Could you please point out the NumPyro source code and doc where the inference of the discrete variables is done? we could only find the documentation about the distribution, but not about the inference.
How can we get the x samples in model_1?

Thank you!

fehiepsi · November 21, 2021, 1:11pm

In that example, we marginalize the discrete latent variable automatically. To avoid confusion, I guess in the future versions, we should remove that “automatic” behavior and require users to provide infer={"enumerate": "parallel"} explicitly. Please raise a github issue for this.

For source code, I guess scan is what you need. In the docs, we quickly explain how parallel-scan is used.

About the speed, I guess the number of discrete variables is not quite important for those examples (anyway, there is only 1 discrete latent variable and we marginalized it out). Maybe the posterior is tricky to sample from or the number of computations is large (e.g. computing 100 x 100 x 100 log operators can be slow in CPU).

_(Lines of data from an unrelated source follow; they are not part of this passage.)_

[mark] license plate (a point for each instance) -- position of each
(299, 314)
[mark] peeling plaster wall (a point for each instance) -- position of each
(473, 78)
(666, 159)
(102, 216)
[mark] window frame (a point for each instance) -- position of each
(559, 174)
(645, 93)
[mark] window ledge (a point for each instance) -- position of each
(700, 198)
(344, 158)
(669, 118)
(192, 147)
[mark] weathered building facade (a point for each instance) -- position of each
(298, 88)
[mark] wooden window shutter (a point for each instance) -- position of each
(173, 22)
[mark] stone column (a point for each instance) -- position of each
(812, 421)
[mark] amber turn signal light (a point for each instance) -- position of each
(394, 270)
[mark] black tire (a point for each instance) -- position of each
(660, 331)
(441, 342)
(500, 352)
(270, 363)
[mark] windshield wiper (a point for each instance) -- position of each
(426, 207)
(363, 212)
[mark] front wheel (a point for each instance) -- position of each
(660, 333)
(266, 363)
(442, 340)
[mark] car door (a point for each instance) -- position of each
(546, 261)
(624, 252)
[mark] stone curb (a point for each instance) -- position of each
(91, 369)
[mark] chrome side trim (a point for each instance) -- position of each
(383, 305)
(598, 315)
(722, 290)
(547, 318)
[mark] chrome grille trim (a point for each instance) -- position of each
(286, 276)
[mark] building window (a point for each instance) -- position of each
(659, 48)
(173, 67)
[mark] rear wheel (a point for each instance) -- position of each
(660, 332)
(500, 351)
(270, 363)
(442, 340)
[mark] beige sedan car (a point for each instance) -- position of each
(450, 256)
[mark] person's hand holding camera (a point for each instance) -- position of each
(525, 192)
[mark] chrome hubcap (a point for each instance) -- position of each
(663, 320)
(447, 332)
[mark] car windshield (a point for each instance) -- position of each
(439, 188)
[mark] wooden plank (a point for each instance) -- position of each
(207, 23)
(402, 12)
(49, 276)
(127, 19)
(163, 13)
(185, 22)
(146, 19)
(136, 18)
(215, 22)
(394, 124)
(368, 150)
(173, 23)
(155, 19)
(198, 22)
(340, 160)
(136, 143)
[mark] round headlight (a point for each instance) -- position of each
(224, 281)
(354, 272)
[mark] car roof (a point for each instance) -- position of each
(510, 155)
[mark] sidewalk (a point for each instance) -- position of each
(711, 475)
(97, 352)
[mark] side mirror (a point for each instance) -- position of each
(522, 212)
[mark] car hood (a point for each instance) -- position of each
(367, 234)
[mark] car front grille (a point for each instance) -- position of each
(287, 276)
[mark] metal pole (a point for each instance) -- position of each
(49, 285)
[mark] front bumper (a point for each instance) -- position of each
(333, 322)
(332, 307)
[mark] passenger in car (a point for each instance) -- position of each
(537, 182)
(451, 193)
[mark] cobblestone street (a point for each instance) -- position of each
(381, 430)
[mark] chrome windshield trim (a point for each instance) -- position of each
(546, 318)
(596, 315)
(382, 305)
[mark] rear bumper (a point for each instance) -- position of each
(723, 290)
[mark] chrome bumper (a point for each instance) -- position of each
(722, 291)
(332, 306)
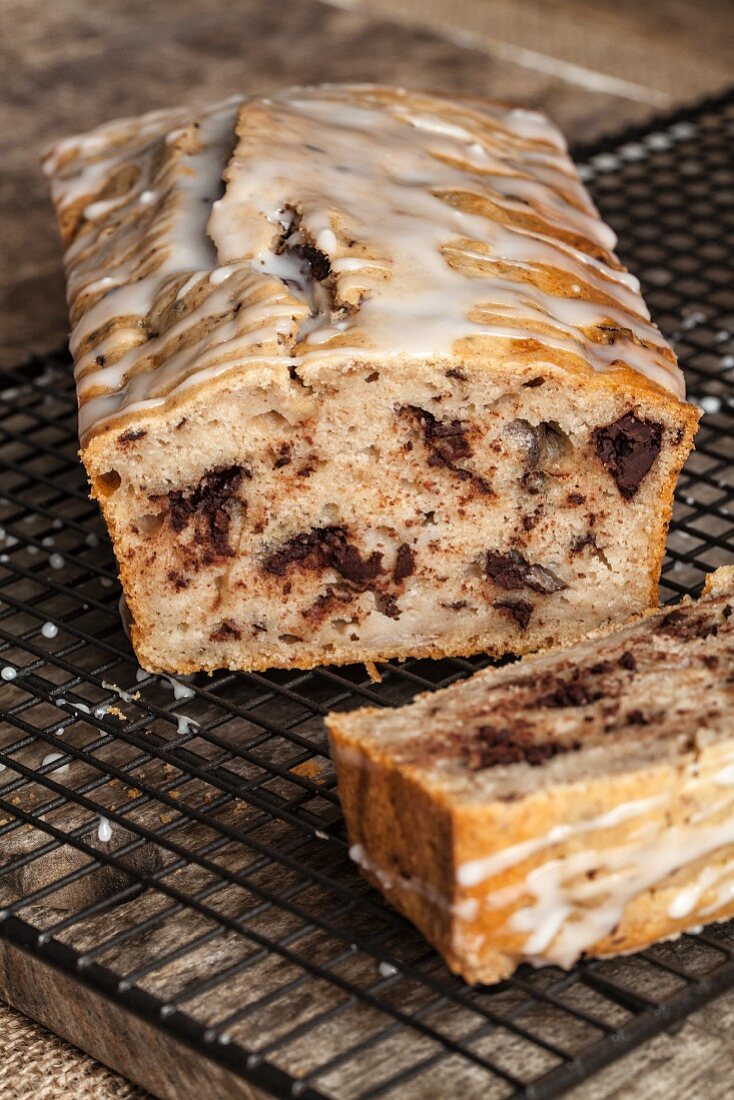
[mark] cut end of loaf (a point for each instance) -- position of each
(387, 509)
(574, 803)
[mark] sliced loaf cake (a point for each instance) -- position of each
(580, 802)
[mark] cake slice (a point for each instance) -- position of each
(573, 803)
(360, 376)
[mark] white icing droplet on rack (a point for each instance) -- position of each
(118, 691)
(179, 691)
(55, 756)
(692, 319)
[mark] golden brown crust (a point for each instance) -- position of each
(607, 858)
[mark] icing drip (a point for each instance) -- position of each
(569, 902)
(435, 223)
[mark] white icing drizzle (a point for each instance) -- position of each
(571, 901)
(478, 870)
(441, 221)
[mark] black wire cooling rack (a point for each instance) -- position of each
(178, 846)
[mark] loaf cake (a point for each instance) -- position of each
(573, 803)
(360, 376)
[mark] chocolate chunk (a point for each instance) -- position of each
(348, 561)
(579, 543)
(326, 603)
(317, 261)
(325, 548)
(226, 630)
(512, 570)
(676, 624)
(283, 457)
(602, 668)
(533, 482)
(389, 606)
(570, 693)
(404, 563)
(519, 609)
(496, 747)
(209, 505)
(446, 441)
(628, 449)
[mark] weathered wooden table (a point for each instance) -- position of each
(73, 64)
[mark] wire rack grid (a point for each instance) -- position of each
(178, 845)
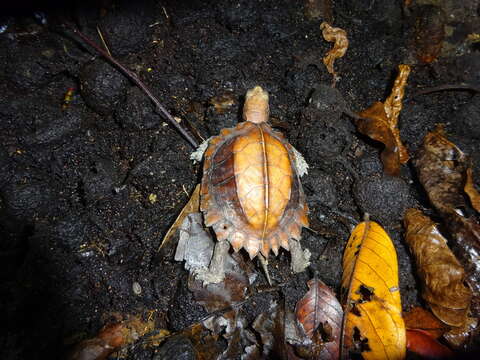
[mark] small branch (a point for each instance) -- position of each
(464, 87)
(132, 76)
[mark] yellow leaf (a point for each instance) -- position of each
(373, 323)
(193, 205)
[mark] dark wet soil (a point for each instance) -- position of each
(88, 191)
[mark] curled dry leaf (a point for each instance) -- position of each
(193, 205)
(442, 170)
(441, 166)
(466, 233)
(471, 191)
(278, 333)
(380, 123)
(339, 37)
(440, 272)
(112, 337)
(373, 325)
(423, 344)
(458, 337)
(321, 314)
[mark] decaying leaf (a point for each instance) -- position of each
(380, 123)
(441, 166)
(442, 170)
(195, 244)
(112, 337)
(320, 314)
(441, 274)
(193, 205)
(458, 337)
(205, 343)
(420, 319)
(423, 344)
(471, 191)
(227, 293)
(278, 333)
(339, 37)
(373, 325)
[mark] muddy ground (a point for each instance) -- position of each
(78, 222)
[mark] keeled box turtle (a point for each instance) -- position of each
(251, 193)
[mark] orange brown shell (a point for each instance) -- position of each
(251, 193)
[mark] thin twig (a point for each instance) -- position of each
(464, 87)
(132, 76)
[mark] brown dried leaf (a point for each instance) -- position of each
(423, 344)
(442, 168)
(278, 333)
(466, 233)
(380, 123)
(112, 337)
(441, 165)
(231, 290)
(441, 274)
(321, 314)
(471, 191)
(420, 319)
(193, 205)
(339, 37)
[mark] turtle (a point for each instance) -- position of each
(251, 194)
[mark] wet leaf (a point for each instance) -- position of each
(441, 166)
(442, 170)
(466, 233)
(278, 333)
(230, 291)
(458, 337)
(380, 123)
(193, 205)
(339, 37)
(373, 325)
(423, 344)
(471, 191)
(195, 244)
(320, 314)
(420, 319)
(441, 274)
(112, 337)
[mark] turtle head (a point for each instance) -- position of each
(256, 108)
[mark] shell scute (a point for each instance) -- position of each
(251, 192)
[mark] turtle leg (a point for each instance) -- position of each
(215, 272)
(264, 263)
(300, 258)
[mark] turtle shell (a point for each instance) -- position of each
(251, 193)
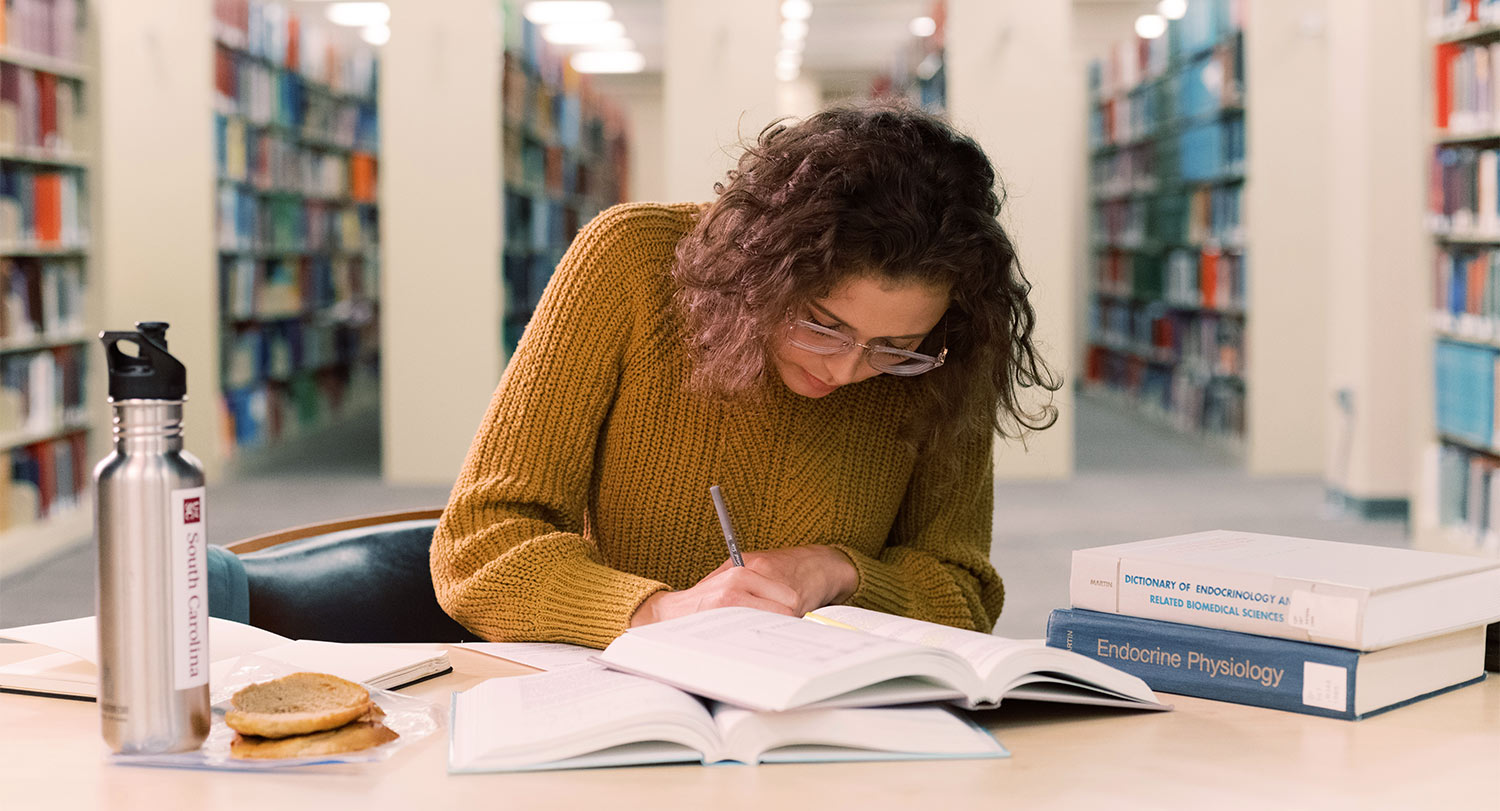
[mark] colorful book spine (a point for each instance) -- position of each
(1224, 666)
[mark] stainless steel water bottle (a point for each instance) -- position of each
(153, 576)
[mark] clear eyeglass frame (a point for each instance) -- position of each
(824, 341)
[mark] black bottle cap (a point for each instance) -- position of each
(152, 372)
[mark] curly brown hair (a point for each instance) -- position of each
(857, 191)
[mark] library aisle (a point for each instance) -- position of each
(1134, 480)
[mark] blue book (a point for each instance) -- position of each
(1269, 672)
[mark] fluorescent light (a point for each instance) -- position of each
(359, 15)
(548, 12)
(375, 35)
(608, 62)
(1151, 26)
(584, 33)
(797, 9)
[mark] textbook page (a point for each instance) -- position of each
(773, 661)
(552, 720)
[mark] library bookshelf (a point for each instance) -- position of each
(1167, 314)
(296, 162)
(44, 278)
(1458, 499)
(564, 159)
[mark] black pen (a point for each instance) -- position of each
(726, 526)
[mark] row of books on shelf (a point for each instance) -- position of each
(1197, 216)
(273, 32)
(1463, 197)
(266, 96)
(294, 287)
(1466, 293)
(41, 207)
(1179, 395)
(41, 392)
(1464, 377)
(45, 27)
(1290, 624)
(1193, 279)
(1137, 60)
(38, 110)
(558, 171)
(1454, 17)
(41, 299)
(1467, 87)
(272, 411)
(42, 480)
(255, 222)
(1466, 492)
(1206, 87)
(273, 162)
(1203, 344)
(279, 351)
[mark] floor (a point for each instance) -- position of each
(1134, 480)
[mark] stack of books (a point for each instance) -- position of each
(752, 687)
(1316, 627)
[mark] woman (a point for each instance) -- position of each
(834, 342)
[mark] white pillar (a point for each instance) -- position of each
(1379, 257)
(153, 252)
(1287, 236)
(1013, 84)
(719, 83)
(440, 201)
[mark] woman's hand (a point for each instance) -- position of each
(782, 580)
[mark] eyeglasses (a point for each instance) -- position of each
(824, 341)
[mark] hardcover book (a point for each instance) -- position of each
(1269, 672)
(1350, 595)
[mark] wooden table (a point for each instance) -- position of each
(1442, 753)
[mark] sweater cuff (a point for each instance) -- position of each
(591, 603)
(881, 586)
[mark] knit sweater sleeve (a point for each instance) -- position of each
(936, 564)
(510, 559)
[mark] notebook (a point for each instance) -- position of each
(72, 667)
(590, 717)
(842, 655)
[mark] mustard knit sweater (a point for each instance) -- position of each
(585, 489)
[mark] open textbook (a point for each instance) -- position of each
(72, 670)
(587, 717)
(842, 655)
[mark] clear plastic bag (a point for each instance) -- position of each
(411, 718)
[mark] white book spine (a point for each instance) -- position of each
(1244, 601)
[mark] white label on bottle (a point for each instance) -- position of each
(189, 588)
(1325, 685)
(1323, 615)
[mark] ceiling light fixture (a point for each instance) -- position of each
(359, 15)
(797, 9)
(375, 35)
(584, 33)
(1151, 26)
(551, 12)
(608, 62)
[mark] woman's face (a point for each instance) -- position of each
(869, 309)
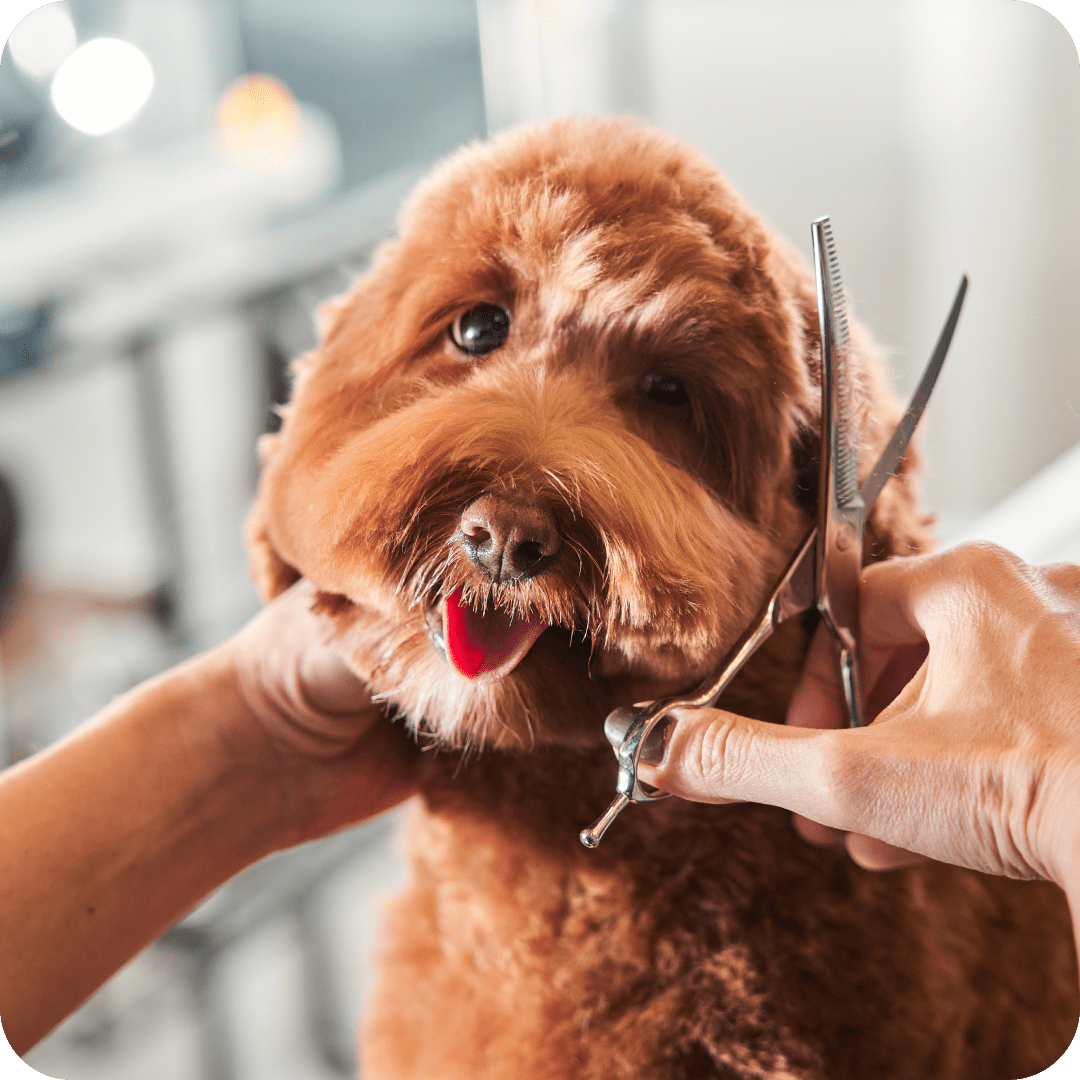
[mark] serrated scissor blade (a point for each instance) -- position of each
(841, 512)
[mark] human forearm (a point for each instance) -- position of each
(110, 836)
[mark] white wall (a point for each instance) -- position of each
(943, 136)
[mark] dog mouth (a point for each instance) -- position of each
(486, 644)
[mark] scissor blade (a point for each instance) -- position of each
(839, 450)
(893, 453)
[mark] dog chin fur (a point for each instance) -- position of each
(697, 942)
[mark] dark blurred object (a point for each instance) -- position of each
(9, 540)
(23, 339)
(15, 142)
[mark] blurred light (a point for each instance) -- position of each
(43, 40)
(102, 85)
(258, 123)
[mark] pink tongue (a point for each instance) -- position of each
(478, 643)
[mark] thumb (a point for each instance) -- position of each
(713, 756)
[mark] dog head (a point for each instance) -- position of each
(548, 456)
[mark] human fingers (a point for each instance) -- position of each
(295, 680)
(818, 700)
(716, 756)
(874, 854)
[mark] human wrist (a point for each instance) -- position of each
(245, 777)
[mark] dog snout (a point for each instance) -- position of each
(509, 538)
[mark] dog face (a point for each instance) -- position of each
(545, 458)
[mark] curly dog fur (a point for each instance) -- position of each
(651, 417)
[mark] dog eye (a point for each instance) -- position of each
(481, 329)
(665, 389)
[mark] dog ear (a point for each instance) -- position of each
(269, 571)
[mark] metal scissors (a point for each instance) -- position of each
(822, 574)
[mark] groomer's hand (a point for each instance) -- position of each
(973, 757)
(312, 721)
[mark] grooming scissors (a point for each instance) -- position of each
(822, 574)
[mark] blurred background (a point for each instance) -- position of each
(183, 180)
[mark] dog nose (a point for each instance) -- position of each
(509, 538)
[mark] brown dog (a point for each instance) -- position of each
(547, 459)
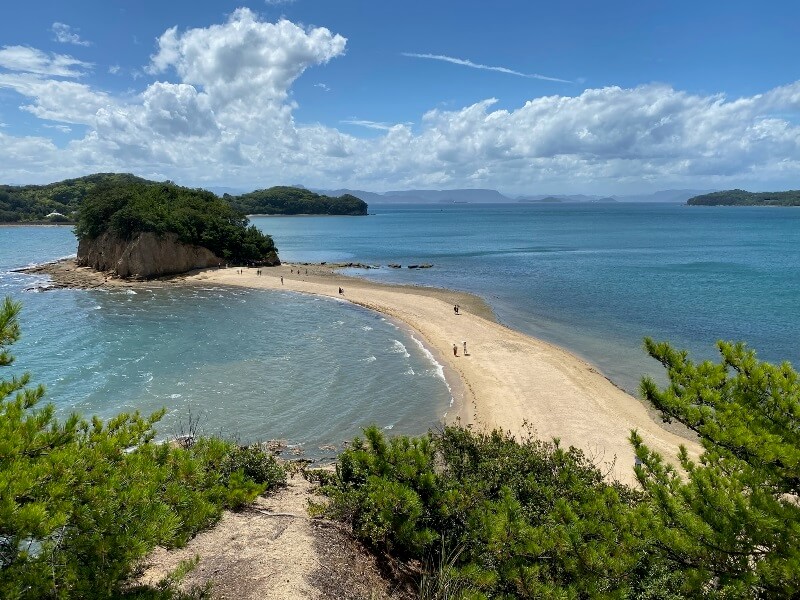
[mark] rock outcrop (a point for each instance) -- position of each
(145, 256)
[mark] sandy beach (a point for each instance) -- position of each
(507, 378)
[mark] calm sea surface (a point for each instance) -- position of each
(595, 279)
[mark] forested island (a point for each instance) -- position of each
(142, 229)
(745, 198)
(283, 200)
(59, 202)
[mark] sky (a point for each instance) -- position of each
(524, 97)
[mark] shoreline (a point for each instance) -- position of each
(508, 380)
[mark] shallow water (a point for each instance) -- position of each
(252, 364)
(595, 279)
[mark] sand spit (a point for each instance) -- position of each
(507, 378)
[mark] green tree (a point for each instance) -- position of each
(730, 522)
(82, 501)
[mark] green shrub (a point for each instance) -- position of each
(255, 463)
(82, 501)
(530, 519)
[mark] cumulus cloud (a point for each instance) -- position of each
(468, 63)
(369, 124)
(245, 59)
(31, 60)
(66, 35)
(222, 113)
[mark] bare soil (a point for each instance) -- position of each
(274, 550)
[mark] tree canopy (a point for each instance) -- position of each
(61, 201)
(491, 516)
(745, 198)
(197, 217)
(296, 201)
(32, 203)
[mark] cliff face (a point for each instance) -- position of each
(144, 256)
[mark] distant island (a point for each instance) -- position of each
(282, 200)
(745, 198)
(60, 202)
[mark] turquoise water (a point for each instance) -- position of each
(595, 279)
(252, 364)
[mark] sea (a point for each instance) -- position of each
(256, 365)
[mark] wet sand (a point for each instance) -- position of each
(507, 380)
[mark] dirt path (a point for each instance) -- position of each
(273, 550)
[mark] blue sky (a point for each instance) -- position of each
(587, 96)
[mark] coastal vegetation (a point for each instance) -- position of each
(295, 201)
(81, 502)
(33, 203)
(491, 516)
(745, 198)
(198, 217)
(60, 202)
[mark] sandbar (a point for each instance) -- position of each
(507, 380)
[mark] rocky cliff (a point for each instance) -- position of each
(144, 256)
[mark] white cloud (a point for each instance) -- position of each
(31, 60)
(61, 128)
(468, 63)
(223, 114)
(56, 100)
(66, 35)
(245, 60)
(373, 124)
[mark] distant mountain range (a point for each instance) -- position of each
(485, 196)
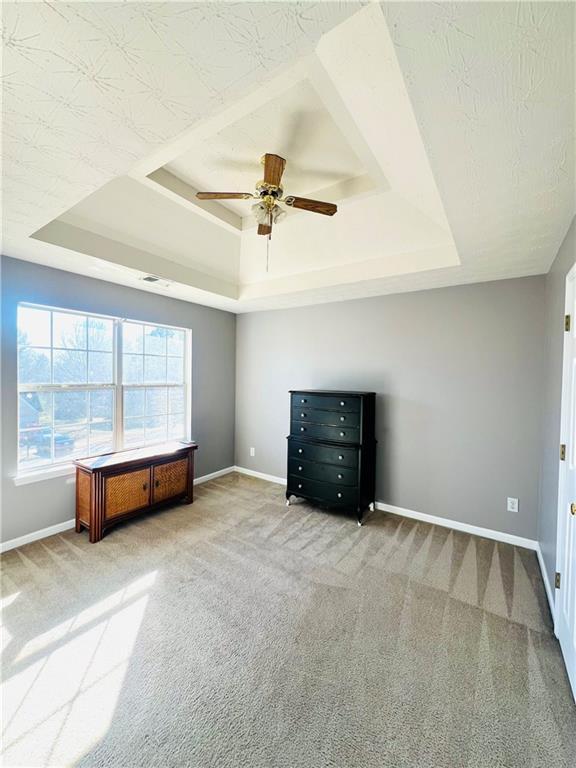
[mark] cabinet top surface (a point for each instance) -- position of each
(135, 454)
(337, 392)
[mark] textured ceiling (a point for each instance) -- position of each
(91, 87)
(294, 125)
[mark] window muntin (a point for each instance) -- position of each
(89, 385)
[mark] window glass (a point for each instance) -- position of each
(69, 331)
(33, 327)
(69, 392)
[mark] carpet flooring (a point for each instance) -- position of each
(239, 633)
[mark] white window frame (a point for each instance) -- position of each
(56, 468)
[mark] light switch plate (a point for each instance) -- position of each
(512, 505)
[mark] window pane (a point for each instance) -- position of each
(101, 438)
(176, 427)
(70, 442)
(35, 447)
(34, 326)
(100, 334)
(69, 331)
(132, 338)
(156, 401)
(133, 403)
(133, 432)
(33, 366)
(175, 370)
(69, 367)
(70, 407)
(155, 340)
(176, 399)
(35, 409)
(155, 429)
(101, 406)
(154, 370)
(100, 370)
(175, 342)
(132, 369)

There are 2 issues with current implementations:

Though we use parallel-scan algorithm to compute log density, we still need to use jax.lax.scan to collect the distribution parameters. This affects performance in CPU. To get rid of this sequential (collect) computation to be completely parallel, we make this issue (it is doable but we didn’t have much time to look into it yet)
To infer x, there is a pending PR. The issues around it are a bit tricky to address…

pookie · November 22, 2021, 8:32pm

Thank you @fehiepsi! That is very helpful!
Ok, the request is now in github.

In gaussian_hmm from scan doc, there is no mask(mask=True). Why do we need it in model_1?

Also, what does mask(mask=(t<lengths)[…,None]) do? it is also not in gaussian_hmm. Why do we need it in model_1, and not in gaussian_hmm?

Each enumerated variable has its own enumeration dimension. Is it possible to annotate a loop with something similar to pyro.markov() in NumPyro?

fehiepsi · November 22, 2021, 9:10pm

We used mask there because those time series have different lengths. The gaussian_hmm example has only 1 single time series, so we don’t need the mask.

Is it possible to annotate a loop with something similar to pyro.markov() in NumPyro?

I think you can do it using contrib.funsor.markov but it would be slow. I would recommend using scan for time-series problems.

pookie · November 23, 2021, 10:17pm

Great, thank you @fehiepsi! that is so helpful.